Charlie and Les’s third person chapters, in comparison, lack the same urgency. Multiple scenes give the reader an intimate understanding of the sisters’ professional lives (Charlie is a lawyer, Les a judge), which are marginally interesting but distract from the central themes of the novel. Perhaps they were included to round the characters out, to show that women’s lives are more than their relationships. It’s a nice impulse, but not necessary — the relationships are rich and troubled enough to carry the story on their own.

Most of the pivotal scenes between Charlie and Ari happen in flashback, when Ari was younger. In one such scene, preadolescent Ari expresses her desire to attend Hebrew school with her friends. Her friends are adoptees from China, just like her. Going to Hebrew school makes sense for them because their families are Jewish. Ari belongs to the Kong family, Charlie explains. She finds herself running low on her usual patience, her willingness to allow her daughter to try on different identities to see what fits. “Give this life a try,” she pleads. “Stop looking, for once, for a better family to join. I’m trying my hardest, and you need to start trying, too. There isn’t anything better out there. This is the family you’ve got.”

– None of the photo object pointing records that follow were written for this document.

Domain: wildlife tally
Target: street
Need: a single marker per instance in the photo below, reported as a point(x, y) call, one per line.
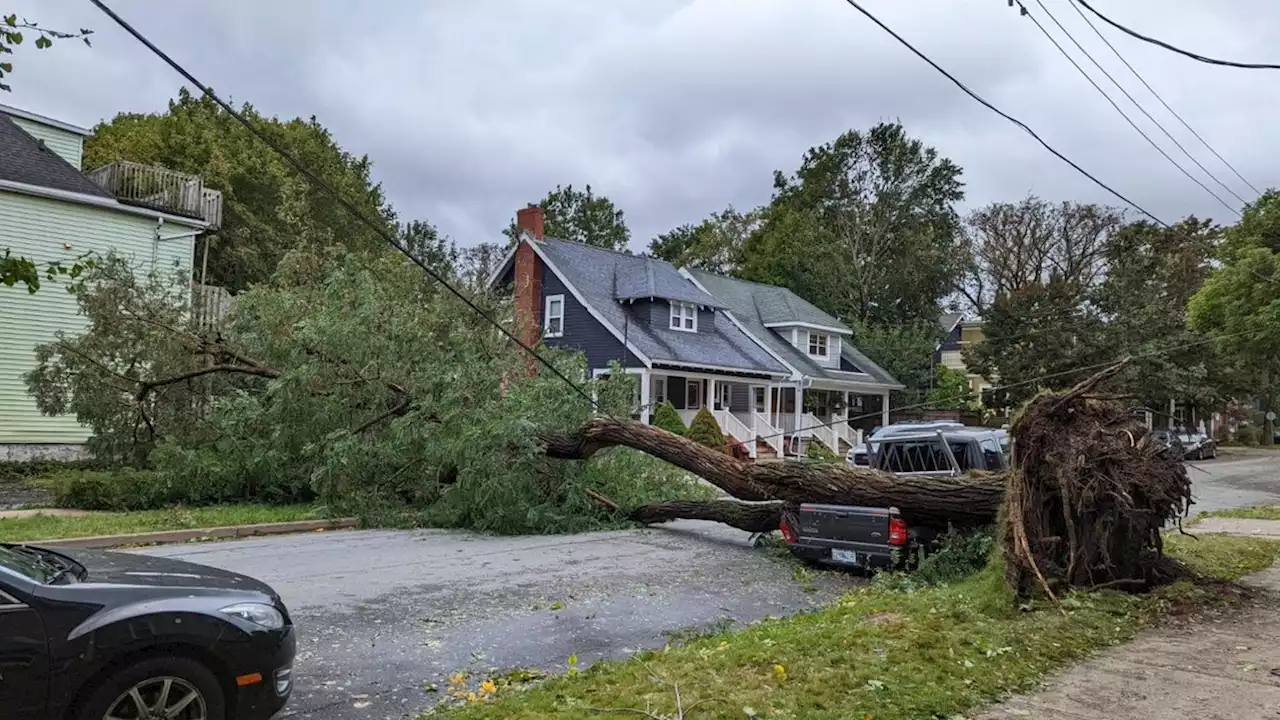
point(382, 614)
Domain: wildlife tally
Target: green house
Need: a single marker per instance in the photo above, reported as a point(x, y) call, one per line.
point(50, 210)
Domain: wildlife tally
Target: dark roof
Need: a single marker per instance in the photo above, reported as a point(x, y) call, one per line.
point(645, 278)
point(595, 273)
point(27, 160)
point(778, 305)
point(741, 299)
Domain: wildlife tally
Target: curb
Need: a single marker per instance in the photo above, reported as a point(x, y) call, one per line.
point(103, 542)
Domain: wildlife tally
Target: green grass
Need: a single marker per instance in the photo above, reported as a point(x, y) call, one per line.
point(1261, 513)
point(878, 652)
point(46, 527)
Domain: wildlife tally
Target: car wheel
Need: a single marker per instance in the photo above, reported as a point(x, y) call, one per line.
point(160, 688)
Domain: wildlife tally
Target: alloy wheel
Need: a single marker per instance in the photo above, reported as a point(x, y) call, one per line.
point(159, 698)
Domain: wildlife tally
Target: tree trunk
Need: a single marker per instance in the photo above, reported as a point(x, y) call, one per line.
point(923, 501)
point(753, 518)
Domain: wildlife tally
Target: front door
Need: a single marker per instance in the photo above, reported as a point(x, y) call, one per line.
point(23, 657)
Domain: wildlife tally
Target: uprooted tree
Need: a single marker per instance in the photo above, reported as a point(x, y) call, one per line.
point(385, 396)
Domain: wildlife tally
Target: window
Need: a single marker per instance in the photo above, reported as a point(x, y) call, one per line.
point(553, 318)
point(684, 317)
point(817, 345)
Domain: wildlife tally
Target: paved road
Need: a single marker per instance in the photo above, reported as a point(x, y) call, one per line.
point(1237, 478)
point(380, 614)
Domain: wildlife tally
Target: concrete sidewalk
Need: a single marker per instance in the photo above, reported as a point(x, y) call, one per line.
point(1224, 669)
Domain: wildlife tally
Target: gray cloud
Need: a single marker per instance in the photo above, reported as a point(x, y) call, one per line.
point(676, 109)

The middle of the book, when Ari goes off to Alaska on a wild goose chase to track down a mysterious father figure — is the most engaging section. With the groundwork laid in the opening chapters, we’re ready to get down to the business of thrusting the character in a predicament that forces her to wrestle with her problems. In her own rebellious way, Ari is doing what her family has always wanted her to do: live in the present and stop obsessing over her life’s rocky beginnings. As her grandmother says, “Why nurse the pain of the past? You’re better off walking away. There is nothing to be done about it. Some things you must abandon.” What Gran and her mother don’t understand is that, as Ari puts it, “When everything you love is yours at the present moment, you live in constant fear of losing it.” As an adoptee, the present — her pleasant life with Charlie in San Francisco — hasn’t ever felt like it really belonged to her.

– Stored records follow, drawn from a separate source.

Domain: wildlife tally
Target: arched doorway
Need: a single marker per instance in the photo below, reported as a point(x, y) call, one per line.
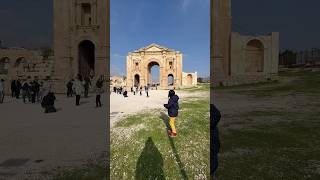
point(170, 80)
point(254, 56)
point(136, 80)
point(153, 77)
point(189, 79)
point(19, 62)
point(4, 65)
point(86, 58)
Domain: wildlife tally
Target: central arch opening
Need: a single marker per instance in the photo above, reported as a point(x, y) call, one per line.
point(86, 58)
point(189, 79)
point(254, 56)
point(170, 80)
point(4, 65)
point(153, 74)
point(136, 80)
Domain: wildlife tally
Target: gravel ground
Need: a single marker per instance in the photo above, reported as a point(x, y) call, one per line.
point(32, 142)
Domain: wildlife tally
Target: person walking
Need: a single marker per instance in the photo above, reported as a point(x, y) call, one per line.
point(1, 91)
point(172, 107)
point(87, 84)
point(69, 88)
point(140, 90)
point(13, 88)
point(99, 86)
point(147, 90)
point(25, 91)
point(78, 88)
point(48, 103)
point(18, 88)
point(33, 92)
point(37, 90)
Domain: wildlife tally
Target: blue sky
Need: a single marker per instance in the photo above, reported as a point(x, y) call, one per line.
point(183, 25)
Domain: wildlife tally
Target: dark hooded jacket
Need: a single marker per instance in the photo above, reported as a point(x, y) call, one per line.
point(173, 106)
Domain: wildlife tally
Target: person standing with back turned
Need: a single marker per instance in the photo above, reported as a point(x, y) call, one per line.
point(173, 107)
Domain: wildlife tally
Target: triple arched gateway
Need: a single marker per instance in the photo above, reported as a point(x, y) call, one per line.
point(141, 62)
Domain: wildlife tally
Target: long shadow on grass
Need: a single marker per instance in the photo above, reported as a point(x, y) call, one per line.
point(150, 163)
point(165, 119)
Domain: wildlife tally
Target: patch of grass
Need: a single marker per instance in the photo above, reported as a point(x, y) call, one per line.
point(301, 82)
point(151, 154)
point(284, 150)
point(94, 169)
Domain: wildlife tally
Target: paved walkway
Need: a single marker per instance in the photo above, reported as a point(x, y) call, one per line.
point(120, 106)
point(32, 141)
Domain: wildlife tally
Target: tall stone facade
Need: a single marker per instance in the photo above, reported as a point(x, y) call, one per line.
point(239, 59)
point(24, 65)
point(81, 40)
point(140, 62)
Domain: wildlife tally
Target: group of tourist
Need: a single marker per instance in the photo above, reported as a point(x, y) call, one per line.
point(134, 90)
point(32, 91)
point(82, 86)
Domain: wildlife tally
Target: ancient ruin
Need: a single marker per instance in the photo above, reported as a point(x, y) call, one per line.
point(81, 40)
point(239, 59)
point(140, 62)
point(81, 46)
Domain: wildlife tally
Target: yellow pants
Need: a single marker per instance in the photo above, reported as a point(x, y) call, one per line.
point(171, 122)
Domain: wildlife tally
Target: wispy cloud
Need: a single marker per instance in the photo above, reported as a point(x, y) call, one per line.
point(185, 4)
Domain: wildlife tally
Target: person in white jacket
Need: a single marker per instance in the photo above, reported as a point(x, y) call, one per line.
point(78, 88)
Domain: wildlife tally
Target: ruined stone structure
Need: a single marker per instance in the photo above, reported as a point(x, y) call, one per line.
point(24, 64)
point(81, 40)
point(117, 81)
point(81, 46)
point(140, 62)
point(239, 59)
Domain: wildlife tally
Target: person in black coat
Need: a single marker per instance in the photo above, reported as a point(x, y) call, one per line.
point(18, 88)
point(25, 91)
point(173, 107)
point(69, 88)
point(215, 117)
point(48, 103)
point(13, 88)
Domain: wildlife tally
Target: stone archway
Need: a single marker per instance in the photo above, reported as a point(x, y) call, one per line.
point(20, 61)
point(86, 58)
point(150, 79)
point(170, 80)
point(4, 65)
point(254, 62)
point(189, 80)
point(136, 80)
point(140, 62)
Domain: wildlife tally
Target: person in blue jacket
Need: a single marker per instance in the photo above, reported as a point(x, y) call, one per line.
point(173, 107)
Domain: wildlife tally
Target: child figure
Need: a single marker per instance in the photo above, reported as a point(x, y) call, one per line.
point(173, 107)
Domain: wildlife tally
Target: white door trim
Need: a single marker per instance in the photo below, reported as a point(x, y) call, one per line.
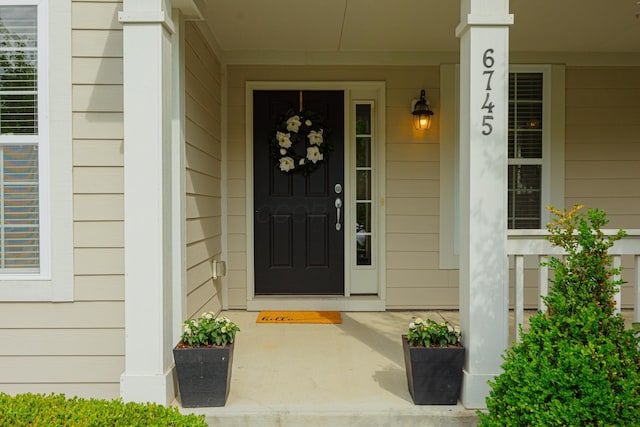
point(346, 302)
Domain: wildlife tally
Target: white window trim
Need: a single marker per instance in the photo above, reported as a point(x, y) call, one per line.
point(553, 153)
point(55, 280)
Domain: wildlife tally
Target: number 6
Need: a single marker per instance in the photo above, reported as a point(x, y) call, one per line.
point(487, 59)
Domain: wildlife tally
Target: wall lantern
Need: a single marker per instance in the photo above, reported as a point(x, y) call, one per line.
point(421, 112)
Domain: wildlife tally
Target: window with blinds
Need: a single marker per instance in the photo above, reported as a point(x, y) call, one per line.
point(525, 150)
point(19, 140)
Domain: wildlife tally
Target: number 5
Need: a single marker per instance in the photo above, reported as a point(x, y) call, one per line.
point(488, 128)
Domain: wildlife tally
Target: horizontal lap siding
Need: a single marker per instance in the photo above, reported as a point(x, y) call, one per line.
point(412, 201)
point(203, 172)
point(77, 348)
point(603, 147)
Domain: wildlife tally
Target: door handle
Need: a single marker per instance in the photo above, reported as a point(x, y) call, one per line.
point(338, 206)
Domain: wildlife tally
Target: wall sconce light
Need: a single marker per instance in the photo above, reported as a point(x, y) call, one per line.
point(421, 112)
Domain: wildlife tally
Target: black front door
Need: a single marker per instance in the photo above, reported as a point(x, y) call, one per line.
point(298, 233)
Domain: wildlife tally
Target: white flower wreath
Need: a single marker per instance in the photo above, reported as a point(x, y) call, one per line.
point(293, 128)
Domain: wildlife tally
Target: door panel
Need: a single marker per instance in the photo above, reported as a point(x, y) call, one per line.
point(297, 248)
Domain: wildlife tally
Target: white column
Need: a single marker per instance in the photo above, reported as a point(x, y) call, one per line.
point(149, 320)
point(484, 291)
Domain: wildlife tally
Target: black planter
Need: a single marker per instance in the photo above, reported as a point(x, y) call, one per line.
point(204, 375)
point(434, 374)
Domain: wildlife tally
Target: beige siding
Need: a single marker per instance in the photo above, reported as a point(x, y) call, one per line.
point(203, 172)
point(603, 147)
point(602, 160)
point(78, 348)
point(603, 141)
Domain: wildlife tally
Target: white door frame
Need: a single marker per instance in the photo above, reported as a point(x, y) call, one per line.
point(374, 91)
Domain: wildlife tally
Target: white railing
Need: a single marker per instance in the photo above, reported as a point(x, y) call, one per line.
point(534, 243)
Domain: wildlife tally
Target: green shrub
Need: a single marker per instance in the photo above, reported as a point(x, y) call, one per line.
point(577, 365)
point(56, 410)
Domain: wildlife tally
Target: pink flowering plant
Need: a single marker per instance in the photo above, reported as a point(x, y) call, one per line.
point(429, 333)
point(208, 331)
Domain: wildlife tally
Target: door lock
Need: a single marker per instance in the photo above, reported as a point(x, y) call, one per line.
point(338, 206)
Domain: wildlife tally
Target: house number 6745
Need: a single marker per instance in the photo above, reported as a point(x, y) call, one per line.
point(487, 61)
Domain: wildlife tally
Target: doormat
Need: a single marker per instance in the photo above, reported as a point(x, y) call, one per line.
point(299, 317)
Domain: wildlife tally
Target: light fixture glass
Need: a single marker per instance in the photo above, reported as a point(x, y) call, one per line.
point(422, 113)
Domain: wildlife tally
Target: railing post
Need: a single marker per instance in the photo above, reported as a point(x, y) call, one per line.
point(518, 309)
point(636, 285)
point(543, 282)
point(617, 262)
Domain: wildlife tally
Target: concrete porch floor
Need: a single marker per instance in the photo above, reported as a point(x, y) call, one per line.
point(349, 374)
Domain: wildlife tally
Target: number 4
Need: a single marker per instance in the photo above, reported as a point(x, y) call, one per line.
point(488, 105)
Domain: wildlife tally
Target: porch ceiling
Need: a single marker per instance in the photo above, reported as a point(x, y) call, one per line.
point(379, 26)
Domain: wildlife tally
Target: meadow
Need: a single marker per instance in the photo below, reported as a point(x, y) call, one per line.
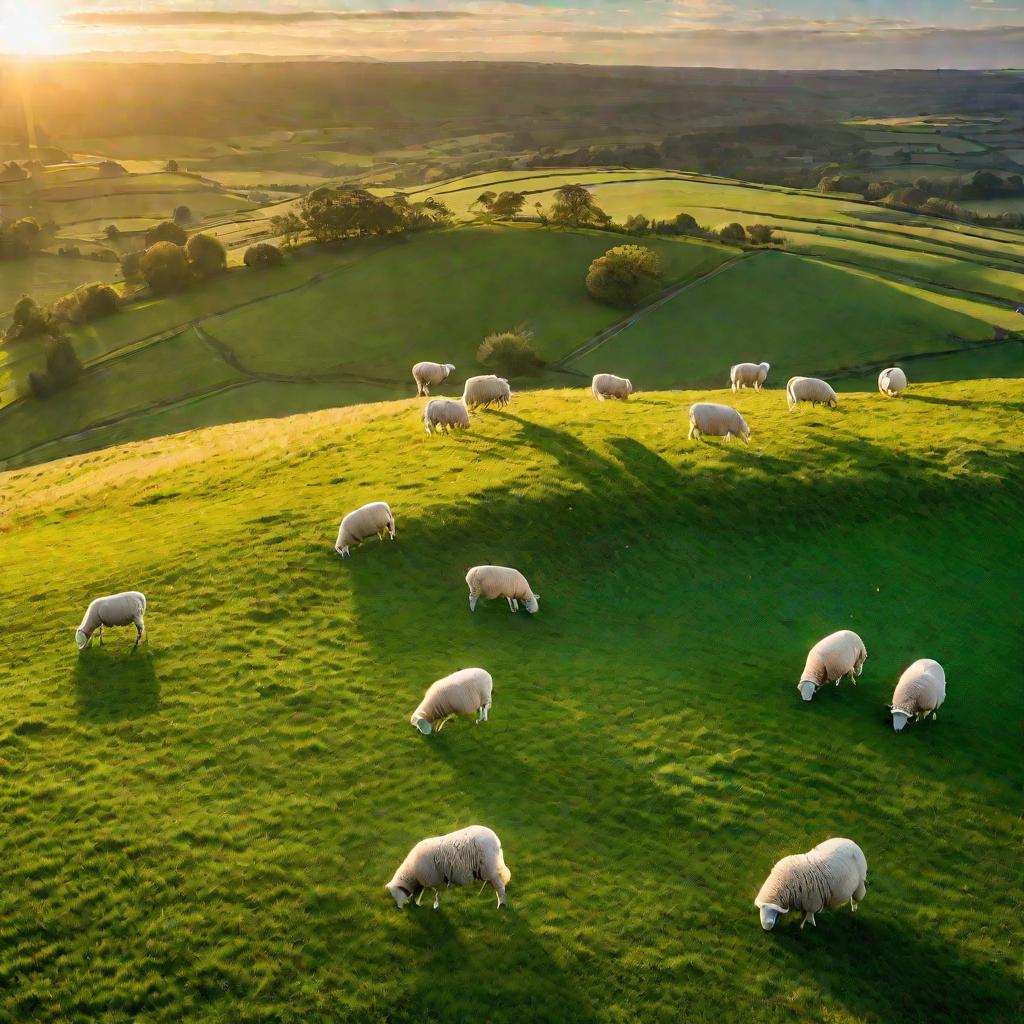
point(203, 829)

The Year She Left Us is like the sarcastic little sister of other well-known Chinese American mother-daughter stories like The Joy Luck Club and The Woman Warrior. The three generations of Kong women all have complicated — but hazy — connections to China. I imagine some of the novel’s views on international adoption — and the conflicted feelings of the adoptees — will upset some readers. The novel asserts that despite the good (if naïve) intentions parents have of preserving and nurturing their children’s cultural identities, kids are bound to grow up with some confusion and feelings of displacement. Ari is always on a journey, a stranger wherever she goes — an apt (if cynical) metaphor for her identity as an adoptee. It sounds dark, but the novel offers some rays of hope through the clouds. You can leave home, and you can find it again, too.